Logic, these days, has been replaced in schools with a mind-control apparatus that involves the following:

EVERY POINT OF VIEW IS EQUAL.

EVERYBODY HAS TO CONTRIBUTE TO THE WHOLE.

TRUE CRITICAL THINKING, WHICH IS THE EXCLUSIVE TERRITORY OF THE INDIVIDUAL, LEAVES PEOPLE OUT OF THE GROUP AND IS THEREFORE PREJUDICIAL.

If you favor this new formulation and think it’s useful, I have condos on Jupiter for sale.

The point of modern education, more and more, is the GROUP.

“Good people belong to the group.”

“The Group is everything.”

“If you don’t belong to the Group, you have a mental disorder.”

Why is all this emphasis put on the Group?

The answer to that question also gives you the reason logic isn’t taught in schools anymore:

The independent self-sufficient individual is being phased out.

The independent individual who knows how to think and make lucid judgments on his own is a threat to the EMERGING RELIGION OF GLOBALISM.

The emerging religion of Globalism is a fuzzy image of THE GROUP.

The hive.

The colony.

The nest.

The planet.

Some people think education has been hijacked for the purpose of training children to become robotic workers for the State. That’s partly true, but education is also the proving ground for the religion of the Group.

This religion doesn’t need or want logic. Logic would be disruptive. It would differentiate one student from another. It would reveal there are ways to analyze information that actually come to valid conclusions. Logic isn’t fuzzy. It doesn’t promote the all-inclusive hive.

A year ago, I spoke to a teacher who was introducing his class to logic. He told me, “These are very bright kids. They’re all going to college. They said they couldn’t learn logic. They couldn’t do it. They had some kind of mental block.”

As we talked further, it became obvious that the mental block was an idea of THE GROUP. These kids had already been indoctrinated into “cooperative thought.” They instinctively realized that, if they studied logic, the Group would break apart. Each student would have to stand on his own, and that prospect was frightening.

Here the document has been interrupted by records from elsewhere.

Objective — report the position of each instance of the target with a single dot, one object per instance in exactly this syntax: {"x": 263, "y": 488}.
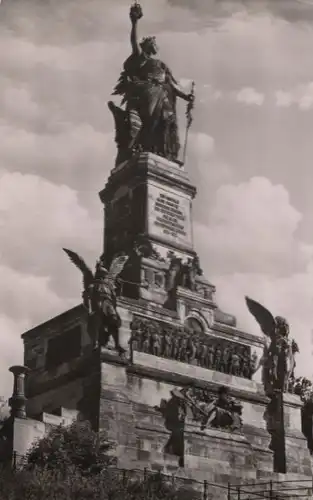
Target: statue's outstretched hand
{"x": 135, "y": 12}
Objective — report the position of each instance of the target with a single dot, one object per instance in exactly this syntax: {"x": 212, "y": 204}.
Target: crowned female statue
{"x": 147, "y": 120}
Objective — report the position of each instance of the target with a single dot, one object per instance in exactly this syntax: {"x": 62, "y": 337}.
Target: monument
{"x": 148, "y": 356}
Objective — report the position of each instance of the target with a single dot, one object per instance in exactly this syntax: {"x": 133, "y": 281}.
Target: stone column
{"x": 18, "y": 400}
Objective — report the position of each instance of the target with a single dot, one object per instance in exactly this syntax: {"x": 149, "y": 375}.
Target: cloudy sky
{"x": 250, "y": 150}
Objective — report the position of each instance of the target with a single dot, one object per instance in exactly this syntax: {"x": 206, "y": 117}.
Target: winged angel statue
{"x": 278, "y": 360}
{"x": 99, "y": 298}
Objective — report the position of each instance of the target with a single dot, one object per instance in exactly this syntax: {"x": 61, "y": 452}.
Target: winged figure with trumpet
{"x": 99, "y": 298}
{"x": 278, "y": 360}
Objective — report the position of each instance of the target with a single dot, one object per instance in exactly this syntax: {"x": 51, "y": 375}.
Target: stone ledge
{"x": 183, "y": 374}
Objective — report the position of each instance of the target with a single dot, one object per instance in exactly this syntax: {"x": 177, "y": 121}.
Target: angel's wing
{"x": 117, "y": 266}
{"x": 82, "y": 266}
{"x": 263, "y": 317}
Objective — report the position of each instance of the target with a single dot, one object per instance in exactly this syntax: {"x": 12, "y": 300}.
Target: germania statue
{"x": 278, "y": 360}
{"x": 147, "y": 120}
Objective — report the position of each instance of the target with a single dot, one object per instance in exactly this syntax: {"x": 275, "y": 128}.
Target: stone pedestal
{"x": 148, "y": 195}
{"x": 298, "y": 458}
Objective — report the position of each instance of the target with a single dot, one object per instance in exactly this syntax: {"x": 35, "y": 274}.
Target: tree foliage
{"x": 76, "y": 463}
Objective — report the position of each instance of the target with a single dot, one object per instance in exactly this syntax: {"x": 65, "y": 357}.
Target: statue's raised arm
{"x": 147, "y": 118}
{"x": 135, "y": 14}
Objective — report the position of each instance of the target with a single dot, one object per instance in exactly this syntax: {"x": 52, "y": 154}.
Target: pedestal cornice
{"x": 148, "y": 165}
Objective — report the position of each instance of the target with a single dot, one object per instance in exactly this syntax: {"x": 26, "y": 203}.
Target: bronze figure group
{"x": 180, "y": 344}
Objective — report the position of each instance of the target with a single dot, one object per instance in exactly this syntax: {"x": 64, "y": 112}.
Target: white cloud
{"x": 250, "y": 96}
{"x": 301, "y": 95}
{"x": 260, "y": 223}
{"x": 283, "y": 99}
{"x": 202, "y": 144}
{"x": 251, "y": 248}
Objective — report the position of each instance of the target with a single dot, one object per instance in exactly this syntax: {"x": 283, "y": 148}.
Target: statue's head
{"x": 101, "y": 271}
{"x": 149, "y": 46}
{"x": 294, "y": 346}
{"x": 223, "y": 392}
{"x": 282, "y": 326}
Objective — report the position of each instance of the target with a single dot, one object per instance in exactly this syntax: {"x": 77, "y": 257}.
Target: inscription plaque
{"x": 169, "y": 216}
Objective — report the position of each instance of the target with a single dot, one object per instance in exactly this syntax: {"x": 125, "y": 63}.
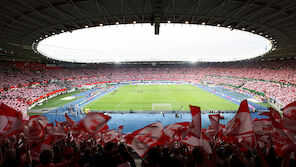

In the religion of the Group, one of the key concepts is “the sustainability of the planet,” a catchphrase which is the leading edge of a vast movement to decide how the individual, as a UNIT, an energy-consuming UNIT, will be regulated in the overall scheme of things.

The individual’s life will be ruled by decisions of the “wise ones,” who understand how to distribute all the available resources of the planet.

I’ve actually had students tell me, in their fumbling way, that they have an obligation to think like everyone else. Or if they’re rebels, they have a duty to rebel like other rebels.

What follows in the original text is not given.